Just as type libraries are C++ header files on steroids, metadata is a type library on steroids. In .NET, metadata is a common mechanism or dialect that the .NET runtime, compilers, and tools can all use. Microsoft .NET uses metadata to describe all types that are used and exposed by a particular .NET assembly. In this sense, metadata describes an assembly in detail, including descriptions of its identity (a combination of an assembly name, version, culture, and public key), the types that it references, the types that it exports, and the security requirements for execution. Much richer than a type library, metadata includes descriptions of an assembly and modules, classes, interfaces, methods, properties, fields, events, global methods, and so forth.

Metadata provides enough information for any runtime, tool, or program to find out literally everything that is needed for component integration.

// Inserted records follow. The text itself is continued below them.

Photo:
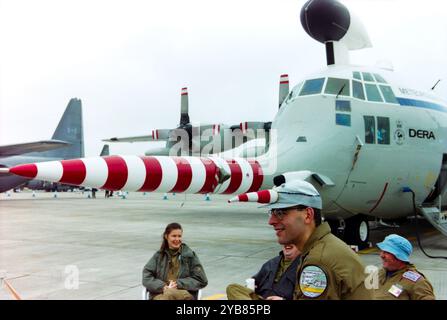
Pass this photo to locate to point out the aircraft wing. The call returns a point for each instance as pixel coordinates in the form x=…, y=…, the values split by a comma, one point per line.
x=156, y=135
x=21, y=148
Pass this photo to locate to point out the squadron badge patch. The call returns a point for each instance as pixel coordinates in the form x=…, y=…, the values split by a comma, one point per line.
x=313, y=281
x=411, y=275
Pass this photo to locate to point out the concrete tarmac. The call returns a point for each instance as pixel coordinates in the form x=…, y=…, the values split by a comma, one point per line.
x=75, y=247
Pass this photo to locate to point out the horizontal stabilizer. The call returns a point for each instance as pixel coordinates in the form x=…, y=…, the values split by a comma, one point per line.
x=37, y=146
x=156, y=135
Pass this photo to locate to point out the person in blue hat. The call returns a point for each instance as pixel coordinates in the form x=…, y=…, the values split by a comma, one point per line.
x=399, y=279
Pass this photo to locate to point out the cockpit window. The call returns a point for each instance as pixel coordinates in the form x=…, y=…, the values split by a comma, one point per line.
x=379, y=78
x=383, y=130
x=367, y=76
x=357, y=90
x=312, y=86
x=357, y=75
x=337, y=86
x=388, y=94
x=372, y=93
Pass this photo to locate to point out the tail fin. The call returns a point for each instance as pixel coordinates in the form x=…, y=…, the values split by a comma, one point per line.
x=283, y=88
x=105, y=151
x=184, y=115
x=70, y=129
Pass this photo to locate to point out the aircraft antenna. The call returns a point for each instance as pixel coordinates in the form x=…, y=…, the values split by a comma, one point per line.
x=433, y=88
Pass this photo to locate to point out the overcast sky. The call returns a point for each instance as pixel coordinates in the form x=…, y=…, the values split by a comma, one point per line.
x=127, y=60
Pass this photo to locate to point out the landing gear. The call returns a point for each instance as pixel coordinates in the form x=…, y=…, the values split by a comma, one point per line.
x=353, y=231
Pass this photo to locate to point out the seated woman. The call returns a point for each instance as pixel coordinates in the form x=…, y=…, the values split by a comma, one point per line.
x=174, y=272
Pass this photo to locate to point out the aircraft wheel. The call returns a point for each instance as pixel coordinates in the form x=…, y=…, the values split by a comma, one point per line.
x=357, y=231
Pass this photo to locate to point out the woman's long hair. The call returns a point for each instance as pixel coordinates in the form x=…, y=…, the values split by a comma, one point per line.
x=169, y=228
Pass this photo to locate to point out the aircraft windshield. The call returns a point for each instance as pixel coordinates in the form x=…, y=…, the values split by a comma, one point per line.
x=312, y=86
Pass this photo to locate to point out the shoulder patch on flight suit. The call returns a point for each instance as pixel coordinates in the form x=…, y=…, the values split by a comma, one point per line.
x=412, y=276
x=313, y=281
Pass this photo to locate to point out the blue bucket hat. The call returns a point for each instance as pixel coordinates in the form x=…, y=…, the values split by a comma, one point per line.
x=296, y=192
x=400, y=247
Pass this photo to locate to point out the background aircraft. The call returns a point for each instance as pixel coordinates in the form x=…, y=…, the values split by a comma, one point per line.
x=206, y=139
x=67, y=142
x=373, y=146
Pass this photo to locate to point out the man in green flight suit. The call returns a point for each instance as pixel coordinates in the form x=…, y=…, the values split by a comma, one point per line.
x=329, y=268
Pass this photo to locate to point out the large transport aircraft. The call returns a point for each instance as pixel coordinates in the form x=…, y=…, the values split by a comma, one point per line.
x=67, y=142
x=366, y=141
x=205, y=139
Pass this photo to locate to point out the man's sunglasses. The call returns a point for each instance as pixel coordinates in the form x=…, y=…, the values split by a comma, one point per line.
x=281, y=213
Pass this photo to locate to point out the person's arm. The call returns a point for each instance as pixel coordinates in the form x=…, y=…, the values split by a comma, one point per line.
x=150, y=281
x=197, y=278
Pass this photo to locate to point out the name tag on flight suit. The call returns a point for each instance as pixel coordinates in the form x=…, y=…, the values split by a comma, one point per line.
x=396, y=290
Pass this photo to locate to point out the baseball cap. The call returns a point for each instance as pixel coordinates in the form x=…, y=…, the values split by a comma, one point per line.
x=294, y=193
x=400, y=247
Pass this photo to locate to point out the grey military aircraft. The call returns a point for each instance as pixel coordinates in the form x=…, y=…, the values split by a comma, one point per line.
x=67, y=142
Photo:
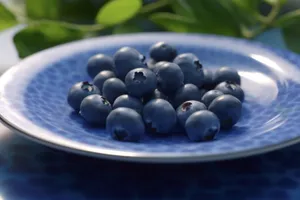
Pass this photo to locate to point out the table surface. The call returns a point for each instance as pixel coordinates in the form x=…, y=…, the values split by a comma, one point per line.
x=32, y=171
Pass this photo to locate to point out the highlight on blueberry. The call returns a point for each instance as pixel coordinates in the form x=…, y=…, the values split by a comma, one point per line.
x=98, y=63
x=127, y=59
x=162, y=51
x=187, y=109
x=227, y=74
x=202, y=126
x=78, y=92
x=128, y=102
x=125, y=124
x=140, y=82
x=95, y=109
x=102, y=77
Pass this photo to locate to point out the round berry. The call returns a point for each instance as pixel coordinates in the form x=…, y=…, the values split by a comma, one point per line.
x=78, y=92
x=186, y=93
x=169, y=78
x=209, y=96
x=125, y=124
x=187, y=109
x=209, y=82
x=95, y=109
x=98, y=63
x=227, y=74
x=128, y=102
x=162, y=51
x=156, y=94
x=113, y=88
x=202, y=126
x=159, y=116
x=191, y=68
x=140, y=82
x=102, y=77
x=127, y=59
x=231, y=88
x=228, y=109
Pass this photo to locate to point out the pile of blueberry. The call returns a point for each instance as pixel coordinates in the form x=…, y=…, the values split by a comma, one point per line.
x=131, y=97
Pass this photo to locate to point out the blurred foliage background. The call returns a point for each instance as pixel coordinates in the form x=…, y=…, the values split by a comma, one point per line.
x=53, y=22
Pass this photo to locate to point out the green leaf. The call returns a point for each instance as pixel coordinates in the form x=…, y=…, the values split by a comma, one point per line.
x=273, y=2
x=75, y=11
x=215, y=17
x=288, y=19
x=180, y=7
x=7, y=18
x=172, y=22
x=117, y=11
x=40, y=36
x=43, y=9
x=126, y=28
x=289, y=24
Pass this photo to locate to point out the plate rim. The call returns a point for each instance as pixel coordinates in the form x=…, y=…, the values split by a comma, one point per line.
x=149, y=157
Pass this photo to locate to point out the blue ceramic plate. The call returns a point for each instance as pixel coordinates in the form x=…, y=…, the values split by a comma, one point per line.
x=33, y=99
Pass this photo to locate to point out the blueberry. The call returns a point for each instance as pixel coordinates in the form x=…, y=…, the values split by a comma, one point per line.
x=113, y=88
x=102, y=77
x=128, y=102
x=191, y=68
x=187, y=109
x=78, y=92
x=231, y=88
x=156, y=66
x=169, y=78
x=209, y=96
x=98, y=63
x=127, y=59
x=125, y=124
x=202, y=126
x=95, y=109
x=186, y=93
x=140, y=82
x=209, y=82
x=227, y=74
x=159, y=116
x=156, y=94
x=228, y=109
x=162, y=51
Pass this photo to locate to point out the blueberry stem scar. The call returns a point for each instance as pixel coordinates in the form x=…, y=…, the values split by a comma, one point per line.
x=139, y=76
x=186, y=106
x=87, y=86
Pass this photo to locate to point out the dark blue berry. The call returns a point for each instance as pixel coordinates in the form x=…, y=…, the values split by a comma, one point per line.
x=187, y=109
x=102, y=77
x=227, y=74
x=231, y=88
x=209, y=96
x=209, y=82
x=186, y=93
x=156, y=94
x=113, y=88
x=159, y=116
x=140, y=82
x=125, y=124
x=95, y=109
x=202, y=126
x=128, y=102
x=169, y=78
x=98, y=63
x=127, y=59
x=191, y=68
x=78, y=92
x=162, y=51
x=228, y=109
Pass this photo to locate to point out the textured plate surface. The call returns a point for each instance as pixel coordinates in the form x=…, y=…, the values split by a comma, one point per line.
x=33, y=99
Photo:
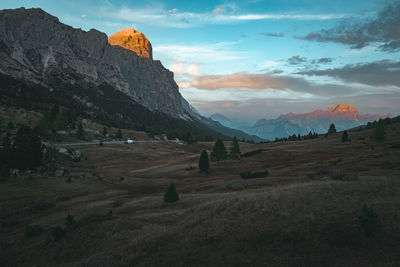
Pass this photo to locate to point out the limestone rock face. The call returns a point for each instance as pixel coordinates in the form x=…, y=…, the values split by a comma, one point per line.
x=132, y=40
x=35, y=47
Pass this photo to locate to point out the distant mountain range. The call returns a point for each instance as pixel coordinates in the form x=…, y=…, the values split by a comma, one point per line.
x=115, y=79
x=342, y=115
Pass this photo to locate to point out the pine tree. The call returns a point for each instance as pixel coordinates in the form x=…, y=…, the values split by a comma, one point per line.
x=332, y=129
x=219, y=151
x=171, y=195
x=28, y=148
x=204, y=163
x=10, y=125
x=380, y=132
x=79, y=131
x=61, y=121
x=235, y=149
x=119, y=134
x=345, y=137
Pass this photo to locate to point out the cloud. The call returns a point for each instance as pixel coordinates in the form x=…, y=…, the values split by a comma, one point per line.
x=218, y=10
x=184, y=69
x=171, y=11
x=295, y=60
x=323, y=60
x=383, y=29
x=236, y=80
x=210, y=53
x=277, y=34
x=252, y=109
x=379, y=73
x=222, y=14
x=252, y=83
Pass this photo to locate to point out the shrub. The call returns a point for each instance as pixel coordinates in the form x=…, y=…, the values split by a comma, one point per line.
x=117, y=203
x=345, y=137
x=251, y=153
x=337, y=173
x=350, y=178
x=33, y=230
x=249, y=175
x=379, y=133
x=204, y=163
x=70, y=220
x=80, y=132
x=235, y=149
x=119, y=134
x=368, y=221
x=332, y=129
x=171, y=195
x=219, y=151
x=58, y=233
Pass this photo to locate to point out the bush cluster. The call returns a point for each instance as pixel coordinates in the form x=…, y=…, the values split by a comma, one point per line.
x=249, y=175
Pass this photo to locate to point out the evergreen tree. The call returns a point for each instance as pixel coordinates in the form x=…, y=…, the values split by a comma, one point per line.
x=171, y=195
x=332, y=129
x=235, y=149
x=204, y=163
x=380, y=132
x=61, y=121
x=219, y=151
x=345, y=137
x=10, y=125
x=6, y=142
x=119, y=134
x=44, y=123
x=79, y=131
x=27, y=148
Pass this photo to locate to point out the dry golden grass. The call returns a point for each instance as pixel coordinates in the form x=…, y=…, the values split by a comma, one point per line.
x=297, y=216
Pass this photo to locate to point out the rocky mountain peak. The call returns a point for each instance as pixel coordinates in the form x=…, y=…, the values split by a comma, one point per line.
x=132, y=40
x=343, y=108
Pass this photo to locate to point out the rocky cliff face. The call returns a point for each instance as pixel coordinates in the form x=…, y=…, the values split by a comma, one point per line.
x=37, y=48
x=132, y=40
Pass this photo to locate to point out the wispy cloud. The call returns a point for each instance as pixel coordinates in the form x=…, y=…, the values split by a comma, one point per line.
x=223, y=14
x=210, y=53
x=295, y=60
x=273, y=34
x=383, y=29
x=379, y=73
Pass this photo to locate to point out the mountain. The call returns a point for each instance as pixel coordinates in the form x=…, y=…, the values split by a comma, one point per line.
x=132, y=40
x=45, y=62
x=342, y=115
x=37, y=48
x=221, y=119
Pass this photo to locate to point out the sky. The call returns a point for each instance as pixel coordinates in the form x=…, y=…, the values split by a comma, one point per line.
x=254, y=59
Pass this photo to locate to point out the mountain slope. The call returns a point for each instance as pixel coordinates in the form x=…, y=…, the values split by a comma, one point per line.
x=45, y=62
x=343, y=116
x=37, y=48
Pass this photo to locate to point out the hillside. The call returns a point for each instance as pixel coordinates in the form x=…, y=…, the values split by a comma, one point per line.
x=342, y=115
x=45, y=62
x=299, y=215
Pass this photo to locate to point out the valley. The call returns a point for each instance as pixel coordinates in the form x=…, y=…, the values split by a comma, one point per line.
x=299, y=215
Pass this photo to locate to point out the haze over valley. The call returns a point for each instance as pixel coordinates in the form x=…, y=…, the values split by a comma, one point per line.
x=199, y=133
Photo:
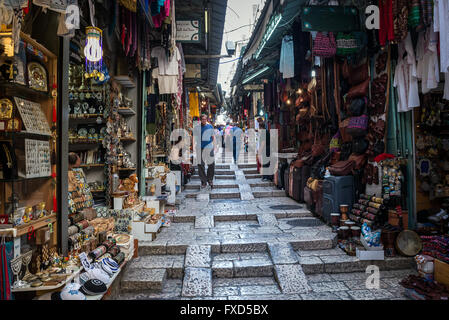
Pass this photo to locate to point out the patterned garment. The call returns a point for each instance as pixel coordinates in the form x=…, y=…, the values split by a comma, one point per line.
x=414, y=17
x=400, y=17
x=427, y=12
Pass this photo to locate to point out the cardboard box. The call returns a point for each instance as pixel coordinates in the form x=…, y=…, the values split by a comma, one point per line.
x=441, y=273
x=370, y=254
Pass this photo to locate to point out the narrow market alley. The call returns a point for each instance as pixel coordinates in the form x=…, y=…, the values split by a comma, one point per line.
x=245, y=240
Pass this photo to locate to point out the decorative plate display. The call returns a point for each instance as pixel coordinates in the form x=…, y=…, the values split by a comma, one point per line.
x=37, y=77
x=82, y=132
x=6, y=108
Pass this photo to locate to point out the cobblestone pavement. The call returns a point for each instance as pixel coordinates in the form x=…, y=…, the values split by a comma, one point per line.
x=245, y=240
x=339, y=286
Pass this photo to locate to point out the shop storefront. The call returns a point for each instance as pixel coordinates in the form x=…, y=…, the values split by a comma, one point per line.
x=365, y=113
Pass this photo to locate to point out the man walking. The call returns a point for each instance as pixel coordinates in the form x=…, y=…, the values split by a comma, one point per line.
x=237, y=141
x=207, y=153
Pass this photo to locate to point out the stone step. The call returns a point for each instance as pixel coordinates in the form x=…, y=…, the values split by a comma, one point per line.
x=225, y=195
x=221, y=177
x=262, y=184
x=242, y=265
x=291, y=279
x=247, y=166
x=173, y=264
x=271, y=193
x=136, y=279
x=196, y=186
x=253, y=176
x=197, y=282
x=250, y=172
x=337, y=261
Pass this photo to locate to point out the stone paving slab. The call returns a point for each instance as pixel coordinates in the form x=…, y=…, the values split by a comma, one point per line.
x=267, y=220
x=282, y=253
x=202, y=222
x=156, y=262
x=197, y=282
x=143, y=279
x=198, y=257
x=222, y=269
x=291, y=278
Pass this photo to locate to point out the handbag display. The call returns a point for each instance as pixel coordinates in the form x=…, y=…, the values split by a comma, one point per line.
x=360, y=90
x=342, y=168
x=358, y=74
x=359, y=146
x=324, y=45
x=358, y=107
x=359, y=160
x=347, y=44
x=343, y=126
x=358, y=126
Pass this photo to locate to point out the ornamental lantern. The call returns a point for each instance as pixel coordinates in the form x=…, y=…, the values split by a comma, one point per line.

Let's take a look at a short list of consumers that make intelligent use of metadata in .NET, just to prove that metadata is indeed like type libraries on steroids:

CLR: The CLR uses metadata for verification, security enforcement, cross- context marshaling, memory layout, and execution. The CLR relies heavily on metadata to support these runtime features, which we will cover in a moment.
Class loader: A component of the CLR, the class loader uses metadata to find and load .NET classes. This is because metadata records detailed information for a specific class and where the class is located, whether it is in the same assembly, within or outside of a specific namespace, or in a dependent assembly somewhere on the network.
Just-in-time (JIT) compilers: JIT compilers use metadata to compile IL code. IL is an intermediate representation that contributes significantly to language-integration support, but it is not VB code or bytecode, which must be interpreted. .NET JIT compiles IL into native code prior to execution, and it does this using metadata.
Tools: Tools use metadata to support integration. For example, development tools can use metadata to generate callable wrappers that allow .NET and COM components to intermingle. Tools such as debuggers, profilers, and object browsers can use metadata to provide richer development support. One example of this is the IntelliSense features that Microsoft Visual Studio .NET supports. As soon as you have typed an object and a dot, the tool displays a list of methods and properties from which you can choose. This way, you don't have to search header files or documentation to obtain the exact method or property names and calling syntax.

Like the CLR, any application, tool, or utility that can read metadata from a .NET assembly can make use of that assembly. You can use the .NET reflection classes to inspect a .NET PE file and know everything about the data types that the assembly uses and exposes. The CLR uses the same set of reflection classes to inspect and provide runtime features, including memory management, security management, type checking, debugging, remoting, and so on.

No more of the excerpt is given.